Relying on Private Agencies has Track Record of Saving Money

Adoption agency in Tampa, FL
State and local governments across the country are contracting with private companies to handle family adoptions. Above, parents work with a contracted adoption agency in Tampa, Fla., to adopt a teenager who had been in at least nine different foster homes.
AP Photo/Steve Nesius

State budget negotiations got stuck last September over a plan that would introduce competitive contracting with private agencies into foster care and juvenile justice services currently performed by state employees. Opponents charged that the bill could raise the cost of these services, but supporters were correct to anticipate lower costs and better services. Ultimately, the state Legislature adopted a meager portion of the proposed reforms as part of its fiscal 2008 budget deal.

Under the proposed legislation, state government would contract with nonprofit and for-profit agencies to care for troubled youth who are now enrolled in such juvenile justice institutions as the W.J. Maxey Boys Training School.
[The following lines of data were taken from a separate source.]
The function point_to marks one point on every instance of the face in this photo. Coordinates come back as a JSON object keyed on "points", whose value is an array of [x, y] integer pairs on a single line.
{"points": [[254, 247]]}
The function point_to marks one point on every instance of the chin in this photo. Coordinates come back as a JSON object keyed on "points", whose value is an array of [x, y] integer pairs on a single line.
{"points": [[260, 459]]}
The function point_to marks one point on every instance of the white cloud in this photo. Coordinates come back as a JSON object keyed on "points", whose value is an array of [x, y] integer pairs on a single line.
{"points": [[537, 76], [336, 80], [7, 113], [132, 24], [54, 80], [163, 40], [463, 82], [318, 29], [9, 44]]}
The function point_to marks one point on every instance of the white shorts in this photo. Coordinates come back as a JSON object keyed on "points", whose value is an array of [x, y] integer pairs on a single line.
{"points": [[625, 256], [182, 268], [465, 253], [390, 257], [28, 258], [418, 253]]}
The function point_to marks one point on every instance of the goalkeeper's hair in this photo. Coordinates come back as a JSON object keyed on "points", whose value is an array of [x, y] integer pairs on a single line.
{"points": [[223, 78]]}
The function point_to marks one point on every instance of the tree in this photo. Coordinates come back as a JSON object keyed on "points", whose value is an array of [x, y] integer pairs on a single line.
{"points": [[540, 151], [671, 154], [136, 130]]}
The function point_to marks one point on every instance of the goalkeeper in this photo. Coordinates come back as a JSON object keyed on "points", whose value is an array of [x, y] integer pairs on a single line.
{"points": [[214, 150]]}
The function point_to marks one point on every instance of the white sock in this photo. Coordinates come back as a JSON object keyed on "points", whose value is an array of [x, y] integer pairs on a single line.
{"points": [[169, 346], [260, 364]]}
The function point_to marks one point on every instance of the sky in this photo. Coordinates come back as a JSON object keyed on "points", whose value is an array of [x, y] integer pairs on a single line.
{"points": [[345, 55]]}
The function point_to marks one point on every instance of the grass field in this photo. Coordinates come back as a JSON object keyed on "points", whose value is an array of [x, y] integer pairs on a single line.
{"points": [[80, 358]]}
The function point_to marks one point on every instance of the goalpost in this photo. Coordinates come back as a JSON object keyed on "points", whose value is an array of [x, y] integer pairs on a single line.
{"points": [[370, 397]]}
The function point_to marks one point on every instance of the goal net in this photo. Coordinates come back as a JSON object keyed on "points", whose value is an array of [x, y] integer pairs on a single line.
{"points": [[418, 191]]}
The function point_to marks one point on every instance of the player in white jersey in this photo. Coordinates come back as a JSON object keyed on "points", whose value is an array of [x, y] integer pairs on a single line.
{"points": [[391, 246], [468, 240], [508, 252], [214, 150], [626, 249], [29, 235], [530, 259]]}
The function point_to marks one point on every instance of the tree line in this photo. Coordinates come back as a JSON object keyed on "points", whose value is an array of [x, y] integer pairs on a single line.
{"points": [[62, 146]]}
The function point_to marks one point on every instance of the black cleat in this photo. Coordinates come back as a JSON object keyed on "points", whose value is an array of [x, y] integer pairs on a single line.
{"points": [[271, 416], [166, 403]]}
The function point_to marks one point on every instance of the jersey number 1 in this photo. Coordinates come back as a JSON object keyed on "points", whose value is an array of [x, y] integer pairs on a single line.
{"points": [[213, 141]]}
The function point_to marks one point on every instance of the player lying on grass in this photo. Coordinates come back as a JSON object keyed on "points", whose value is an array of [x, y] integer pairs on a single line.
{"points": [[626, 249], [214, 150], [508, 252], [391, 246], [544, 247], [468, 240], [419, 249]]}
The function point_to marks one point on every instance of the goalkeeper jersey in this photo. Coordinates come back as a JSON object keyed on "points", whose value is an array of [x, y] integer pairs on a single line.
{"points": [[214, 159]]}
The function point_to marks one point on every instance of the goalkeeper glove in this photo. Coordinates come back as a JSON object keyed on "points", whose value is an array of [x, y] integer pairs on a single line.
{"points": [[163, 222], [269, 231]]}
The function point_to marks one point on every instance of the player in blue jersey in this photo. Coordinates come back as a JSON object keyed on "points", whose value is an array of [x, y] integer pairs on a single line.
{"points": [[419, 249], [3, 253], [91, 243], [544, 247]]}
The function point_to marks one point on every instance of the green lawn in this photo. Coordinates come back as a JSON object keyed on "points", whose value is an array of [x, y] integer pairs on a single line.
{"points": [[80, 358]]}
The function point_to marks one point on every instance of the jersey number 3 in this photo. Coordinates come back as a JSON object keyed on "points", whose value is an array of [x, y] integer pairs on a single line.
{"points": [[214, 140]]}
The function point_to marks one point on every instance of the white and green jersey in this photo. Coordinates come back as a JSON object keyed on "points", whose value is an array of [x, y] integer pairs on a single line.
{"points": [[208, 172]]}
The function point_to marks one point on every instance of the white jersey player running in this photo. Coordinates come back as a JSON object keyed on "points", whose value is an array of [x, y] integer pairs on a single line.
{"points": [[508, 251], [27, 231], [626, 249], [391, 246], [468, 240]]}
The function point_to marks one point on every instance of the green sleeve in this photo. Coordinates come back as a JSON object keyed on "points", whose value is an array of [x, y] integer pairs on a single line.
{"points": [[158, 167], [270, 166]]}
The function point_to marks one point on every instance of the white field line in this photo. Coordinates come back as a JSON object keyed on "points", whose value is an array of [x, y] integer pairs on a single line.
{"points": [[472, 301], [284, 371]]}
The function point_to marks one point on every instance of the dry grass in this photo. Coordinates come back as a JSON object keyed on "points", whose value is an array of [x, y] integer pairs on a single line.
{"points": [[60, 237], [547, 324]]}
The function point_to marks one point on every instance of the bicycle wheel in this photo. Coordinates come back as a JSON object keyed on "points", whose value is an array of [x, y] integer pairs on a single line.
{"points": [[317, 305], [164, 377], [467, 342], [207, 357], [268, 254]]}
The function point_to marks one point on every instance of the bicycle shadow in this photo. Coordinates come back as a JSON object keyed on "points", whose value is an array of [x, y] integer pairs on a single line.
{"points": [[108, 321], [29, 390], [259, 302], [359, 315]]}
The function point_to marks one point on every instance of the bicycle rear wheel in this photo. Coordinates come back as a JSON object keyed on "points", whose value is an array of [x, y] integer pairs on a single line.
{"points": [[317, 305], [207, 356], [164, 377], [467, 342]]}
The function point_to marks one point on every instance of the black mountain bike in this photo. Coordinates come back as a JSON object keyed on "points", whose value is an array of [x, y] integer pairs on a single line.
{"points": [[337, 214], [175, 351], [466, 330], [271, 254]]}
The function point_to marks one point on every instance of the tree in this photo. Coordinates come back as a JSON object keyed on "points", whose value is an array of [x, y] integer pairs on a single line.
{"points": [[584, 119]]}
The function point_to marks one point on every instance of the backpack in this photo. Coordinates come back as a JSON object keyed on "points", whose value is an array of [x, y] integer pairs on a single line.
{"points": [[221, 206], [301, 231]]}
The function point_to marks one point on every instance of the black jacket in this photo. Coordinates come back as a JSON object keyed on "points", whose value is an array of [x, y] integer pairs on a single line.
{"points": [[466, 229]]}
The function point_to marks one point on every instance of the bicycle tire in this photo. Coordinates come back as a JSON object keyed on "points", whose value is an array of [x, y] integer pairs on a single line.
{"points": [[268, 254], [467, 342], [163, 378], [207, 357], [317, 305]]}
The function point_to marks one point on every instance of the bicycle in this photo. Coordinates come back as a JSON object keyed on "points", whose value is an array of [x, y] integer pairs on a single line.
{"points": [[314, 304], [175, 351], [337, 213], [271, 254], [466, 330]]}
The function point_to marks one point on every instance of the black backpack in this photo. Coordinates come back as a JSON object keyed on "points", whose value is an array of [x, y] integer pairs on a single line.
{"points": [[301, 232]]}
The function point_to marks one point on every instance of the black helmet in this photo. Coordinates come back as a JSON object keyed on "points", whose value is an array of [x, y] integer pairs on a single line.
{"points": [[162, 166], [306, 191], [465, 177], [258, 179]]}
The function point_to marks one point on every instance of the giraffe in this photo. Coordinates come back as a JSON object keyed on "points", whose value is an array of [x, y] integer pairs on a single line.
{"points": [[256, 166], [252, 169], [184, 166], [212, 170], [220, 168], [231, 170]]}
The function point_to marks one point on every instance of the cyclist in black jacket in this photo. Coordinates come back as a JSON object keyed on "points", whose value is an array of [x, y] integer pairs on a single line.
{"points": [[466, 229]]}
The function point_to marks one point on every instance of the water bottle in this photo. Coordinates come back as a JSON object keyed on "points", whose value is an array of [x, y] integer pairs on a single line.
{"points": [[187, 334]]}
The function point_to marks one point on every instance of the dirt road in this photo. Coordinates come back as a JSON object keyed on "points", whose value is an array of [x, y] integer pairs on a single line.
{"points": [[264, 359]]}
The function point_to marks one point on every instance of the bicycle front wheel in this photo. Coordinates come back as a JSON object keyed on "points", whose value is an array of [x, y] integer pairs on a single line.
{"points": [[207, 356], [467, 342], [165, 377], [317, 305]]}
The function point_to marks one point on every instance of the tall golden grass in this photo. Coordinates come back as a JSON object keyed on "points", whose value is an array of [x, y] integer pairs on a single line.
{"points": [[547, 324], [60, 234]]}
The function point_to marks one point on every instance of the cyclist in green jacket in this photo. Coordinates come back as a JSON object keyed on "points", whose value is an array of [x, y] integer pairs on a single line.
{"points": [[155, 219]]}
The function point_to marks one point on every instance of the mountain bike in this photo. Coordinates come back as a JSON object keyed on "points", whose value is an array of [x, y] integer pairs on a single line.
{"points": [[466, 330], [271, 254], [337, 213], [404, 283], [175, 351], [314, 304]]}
The state also would contract the supervision of foster care services to such private organizations as Lutheran Social Services of Michigan, which is already under state contract to perform some foster care functions. As part of the compromise, private groups may now receive state resources to help foster families get licensed by the state. Typically these families are related to the child in some way. Private groups were allowed to help before this new legislation but now they can receive state resources to do so.

There was vociferous opposition to the Senate version of the bill, in large part because more than 800 state employees could have lost their government jobs. The changes to the legislation that were made in a compromise to ensure the Governor would sign the bill ultimately included an additional 190 full-time state employees. While this legislation may have made modest improvements to the availability of foster care families it may have come at a steep price. Another reason for the opposition was concern over handing responsibilities for foster care and other human service-type functions over to the private sector.

But social services privatization is not new. Kansas, for example, is celebrating its 10th year of fully contracted foster care, family preservation and adoption services. Michigan’s Kent County relies almost entirely on private agencies for foster care and adoption services.

A 2006 literature survey financed by the Children’s Bureau of the U.S. Department of Health and Human Services reported that in the 1990s alone, "Between 50 percent to 80 percent of states had increased their reliance on contracted social services...." In fact, some state and local governments contracted with the private sector for social services as far back as the early 1800s.

Moreover, a 1993 Mackinac Center study found that 63 percent of children in regular state foster care were managed by caseworkers in private social service agencies under contract with Michigan government. The study also found that these private agencies were doing a job comparable to or better than state employees, even as the private groups maintained a lower child-to-worker ratio.

Opponents note that privatization would lead to higher state contract monitoring costs, but they ignore the offsetting reductions in service costs that usually result from privatization. While we can all sympathize with the government workers who would lose their jobs, they may well find employment with the new private service providers. In any event, state government is not a jobs program.

Obviously, simply delegating state social service responsibilities to community-based organizations will not automatically produce guaranteed savings and improved outcomes. The success of this privatization initiative — the details of which are under negotiation — will depend on a variety of factors, including the degree to which the state’s contracting process encourages many different private (and even public) bidders to compete for the contracts and whether the contracts are carefully designed and monitored to require quality care.

But there has been a dearth of bold ideas in Lansing for balancing the state budget and improving state services. The foster care and juvenile corrections privatization plan is innovative and deserves a chance. Done correctly, it could transform children’s lives and state government by improving services and saving money.